Sunday, October 23, 2016

Maps of the Week

Last week Mapbox revealed their new extrusion properties for data layers in Mapbox GL JS. These new extrusion properties allow you to create 3d buildings (extruding buildings by their number of floors) or other 3d data visualizations on a map using your own data layers.

Robert White has already used Mapbox's new 3d buildings option to create this impressive Vancouver Zoning Map. Robert's map not only has 3d buildings but also uses data styling to color those buildings and other map features to show Vancouver's distinct city zones.

Using the map you can explore how & where Vancouver uses zoning within the city. You can also see how this zoning has an effect on the building heights in Vancouver's neighborhoods.

Andy Woodruff has invented a kind of hydrodynamics physics engine for interactive maps. It allows him to create an animated map which visualizes water drainage flow for any location on Earth.

In the Rain on the Terrain Andy tries to answer the question of where water would flow if you poured it over the terrain at any location on the planet. His solution is essentially to use elevation data to find the lowest adjacent location for any given location. Drop some water at this location and it will find the path of least resistance and move to the adjacent location with the lowest elevation.

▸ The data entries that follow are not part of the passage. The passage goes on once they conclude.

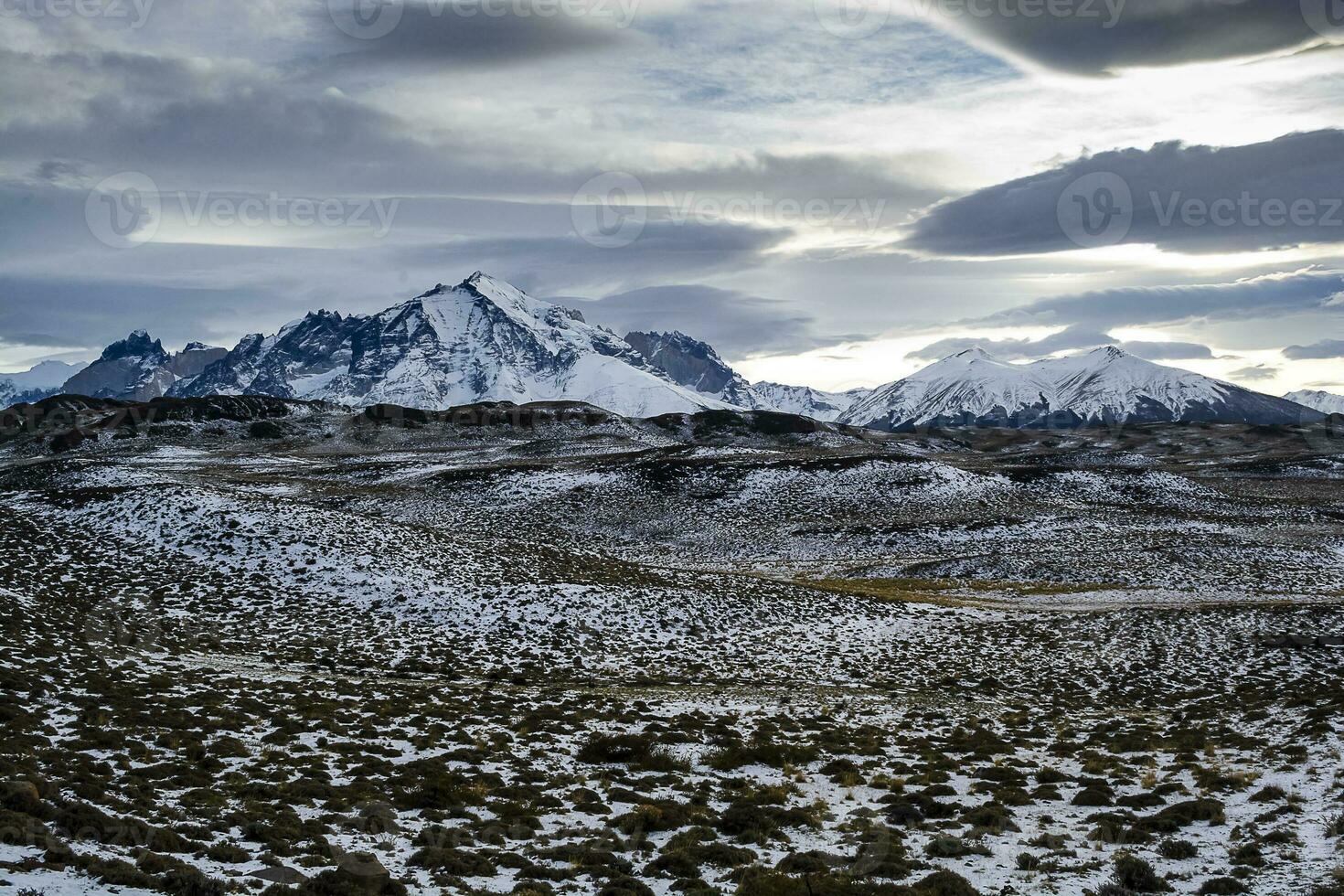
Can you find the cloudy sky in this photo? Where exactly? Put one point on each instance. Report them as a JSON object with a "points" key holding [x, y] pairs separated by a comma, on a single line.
{"points": [[832, 192]]}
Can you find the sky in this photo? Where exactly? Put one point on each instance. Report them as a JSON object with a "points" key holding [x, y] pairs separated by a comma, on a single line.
{"points": [[832, 192]]}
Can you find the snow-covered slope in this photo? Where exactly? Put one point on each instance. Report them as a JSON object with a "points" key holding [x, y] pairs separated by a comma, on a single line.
{"points": [[806, 400], [35, 383], [137, 368], [697, 366], [134, 368], [961, 389], [1105, 384], [1323, 402], [481, 340], [692, 364]]}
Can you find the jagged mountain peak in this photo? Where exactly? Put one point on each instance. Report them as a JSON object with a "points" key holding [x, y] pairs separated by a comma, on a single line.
{"points": [[1318, 400], [480, 340], [137, 344]]}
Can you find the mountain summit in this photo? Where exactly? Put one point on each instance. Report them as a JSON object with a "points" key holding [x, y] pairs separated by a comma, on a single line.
{"points": [[1103, 386], [697, 366], [480, 340]]}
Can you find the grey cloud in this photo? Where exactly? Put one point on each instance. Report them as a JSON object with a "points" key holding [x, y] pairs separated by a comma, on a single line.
{"points": [[737, 324], [1269, 295], [1167, 351], [441, 35], [1106, 37], [1069, 338], [663, 251], [1167, 187], [1323, 349]]}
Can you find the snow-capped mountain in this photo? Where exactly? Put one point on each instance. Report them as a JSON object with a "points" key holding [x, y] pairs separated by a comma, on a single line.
{"points": [[1103, 386], [1323, 402], [139, 368], [692, 364], [697, 366], [805, 400], [35, 383], [480, 340]]}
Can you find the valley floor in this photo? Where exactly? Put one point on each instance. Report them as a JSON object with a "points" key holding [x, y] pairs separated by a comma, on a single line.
{"points": [[621, 658]]}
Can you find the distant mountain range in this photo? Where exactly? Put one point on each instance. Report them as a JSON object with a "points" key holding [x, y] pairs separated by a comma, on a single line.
{"points": [[1324, 402], [697, 366], [485, 340], [1103, 386]]}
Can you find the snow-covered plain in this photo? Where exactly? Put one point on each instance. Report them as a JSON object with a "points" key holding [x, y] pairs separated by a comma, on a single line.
{"points": [[617, 660]]}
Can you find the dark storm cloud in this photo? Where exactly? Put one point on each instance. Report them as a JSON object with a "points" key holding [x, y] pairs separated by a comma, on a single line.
{"points": [[1069, 338], [1194, 199], [737, 324], [456, 34], [1323, 349], [1270, 295], [1100, 37]]}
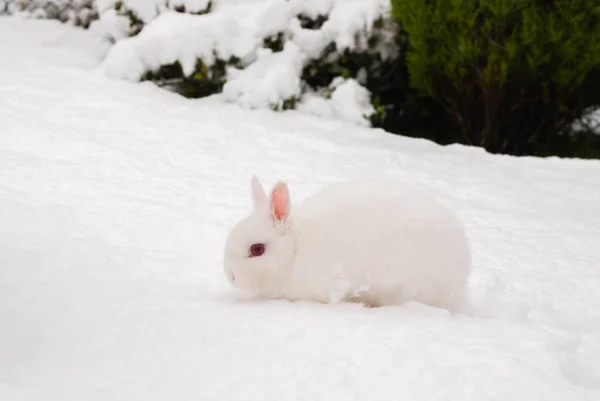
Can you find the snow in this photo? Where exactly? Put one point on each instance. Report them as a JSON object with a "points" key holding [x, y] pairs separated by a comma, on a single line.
{"points": [[272, 79], [237, 30], [115, 201], [179, 37]]}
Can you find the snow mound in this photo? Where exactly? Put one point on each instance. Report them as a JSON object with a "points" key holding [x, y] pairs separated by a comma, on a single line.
{"points": [[115, 202], [270, 81], [238, 30], [177, 37], [348, 101]]}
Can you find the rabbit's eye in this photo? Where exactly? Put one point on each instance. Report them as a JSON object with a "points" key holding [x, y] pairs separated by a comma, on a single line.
{"points": [[257, 250]]}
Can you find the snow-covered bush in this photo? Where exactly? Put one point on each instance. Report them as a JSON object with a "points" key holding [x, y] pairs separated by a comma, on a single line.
{"points": [[125, 18], [279, 54], [76, 12]]}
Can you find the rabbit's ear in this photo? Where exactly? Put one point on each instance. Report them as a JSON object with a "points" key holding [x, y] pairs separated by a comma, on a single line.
{"points": [[259, 197], [280, 202]]}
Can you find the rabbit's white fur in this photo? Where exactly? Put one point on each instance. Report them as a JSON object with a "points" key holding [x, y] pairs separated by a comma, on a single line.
{"points": [[380, 243]]}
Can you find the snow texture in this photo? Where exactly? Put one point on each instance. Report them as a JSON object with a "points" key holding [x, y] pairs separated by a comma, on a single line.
{"points": [[116, 199], [238, 30], [278, 72]]}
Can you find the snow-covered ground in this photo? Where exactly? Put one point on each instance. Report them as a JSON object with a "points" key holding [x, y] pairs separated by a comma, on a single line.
{"points": [[115, 201]]}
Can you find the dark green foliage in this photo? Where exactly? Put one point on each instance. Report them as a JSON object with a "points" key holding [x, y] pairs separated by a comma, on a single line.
{"points": [[398, 108], [274, 42], [204, 81], [135, 23], [309, 23], [513, 75]]}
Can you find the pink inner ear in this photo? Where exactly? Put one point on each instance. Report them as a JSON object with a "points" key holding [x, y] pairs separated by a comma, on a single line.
{"points": [[280, 201]]}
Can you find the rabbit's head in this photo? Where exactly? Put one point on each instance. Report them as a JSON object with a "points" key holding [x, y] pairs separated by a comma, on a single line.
{"points": [[260, 249]]}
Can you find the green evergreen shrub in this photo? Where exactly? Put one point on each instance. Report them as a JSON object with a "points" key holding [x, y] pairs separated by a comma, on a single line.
{"points": [[513, 75]]}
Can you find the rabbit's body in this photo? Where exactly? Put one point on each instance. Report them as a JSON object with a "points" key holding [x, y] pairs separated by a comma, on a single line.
{"points": [[373, 242]]}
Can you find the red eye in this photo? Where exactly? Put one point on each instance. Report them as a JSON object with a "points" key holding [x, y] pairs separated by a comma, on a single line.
{"points": [[257, 250]]}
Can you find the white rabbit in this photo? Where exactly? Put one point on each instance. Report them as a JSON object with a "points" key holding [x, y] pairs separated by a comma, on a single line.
{"points": [[378, 243]]}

Repeat this process and you can plot a long path of the least resistance, moving downhill. If you then animate a polyline along this path you can create a map of flowing rivers. Andy's map allows you to visualize the animated flow map of drainage for any location on Earth (based on his simple algorithm). The map also includes some quick links to zoom the map to a number of locations with interesting terrain.

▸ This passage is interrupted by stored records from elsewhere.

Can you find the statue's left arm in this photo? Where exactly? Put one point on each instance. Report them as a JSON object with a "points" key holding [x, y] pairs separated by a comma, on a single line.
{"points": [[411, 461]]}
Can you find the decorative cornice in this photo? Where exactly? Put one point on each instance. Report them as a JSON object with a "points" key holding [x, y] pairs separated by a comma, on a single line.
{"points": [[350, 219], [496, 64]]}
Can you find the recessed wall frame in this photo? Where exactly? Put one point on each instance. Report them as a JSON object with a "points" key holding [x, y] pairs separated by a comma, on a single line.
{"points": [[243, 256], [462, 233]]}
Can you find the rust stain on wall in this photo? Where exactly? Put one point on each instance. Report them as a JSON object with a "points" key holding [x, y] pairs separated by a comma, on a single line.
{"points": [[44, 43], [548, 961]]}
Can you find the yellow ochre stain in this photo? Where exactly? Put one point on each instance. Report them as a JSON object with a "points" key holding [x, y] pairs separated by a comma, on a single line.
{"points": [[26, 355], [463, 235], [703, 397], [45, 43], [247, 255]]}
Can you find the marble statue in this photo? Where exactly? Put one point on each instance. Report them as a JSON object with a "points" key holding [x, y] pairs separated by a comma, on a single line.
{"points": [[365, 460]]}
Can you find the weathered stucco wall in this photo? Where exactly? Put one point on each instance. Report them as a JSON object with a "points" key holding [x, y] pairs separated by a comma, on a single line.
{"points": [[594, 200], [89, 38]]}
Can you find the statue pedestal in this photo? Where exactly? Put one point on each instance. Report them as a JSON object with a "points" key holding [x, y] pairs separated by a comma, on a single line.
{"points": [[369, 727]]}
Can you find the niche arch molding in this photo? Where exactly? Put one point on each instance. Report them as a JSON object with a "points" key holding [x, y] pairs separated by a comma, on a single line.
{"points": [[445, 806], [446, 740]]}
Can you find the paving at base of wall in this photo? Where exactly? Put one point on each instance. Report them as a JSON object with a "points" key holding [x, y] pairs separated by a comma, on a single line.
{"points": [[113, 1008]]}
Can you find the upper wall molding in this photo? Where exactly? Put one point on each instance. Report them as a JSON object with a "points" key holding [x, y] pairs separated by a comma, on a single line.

Recently National Geographic has started using Leaflet.js to provide interactive versions of the beautiful supplemental posters issued with each months National Geographic magazine. The September poster, exploring life in the Pacific Ocean off British Columbia, is available to view in the British Columbia Supplement.

The October print edition of the National Geographic includes a double sided poster about Colonizing Mars. The art side of the poster depicts a possible human colony on the red planet. It explains some of the technical difficulties which would be faced in establishing a Mars colony and shows what such a colony might look like.

The map side of the poster is a new map of Mars based on imagery and data from NASA's most recent missions to the planet. If you are interested in maps of Mars you might also enjoy National Geographic's article on the history of mapping the planet, What Mars Maps Got Right (and Wrong) Through Time.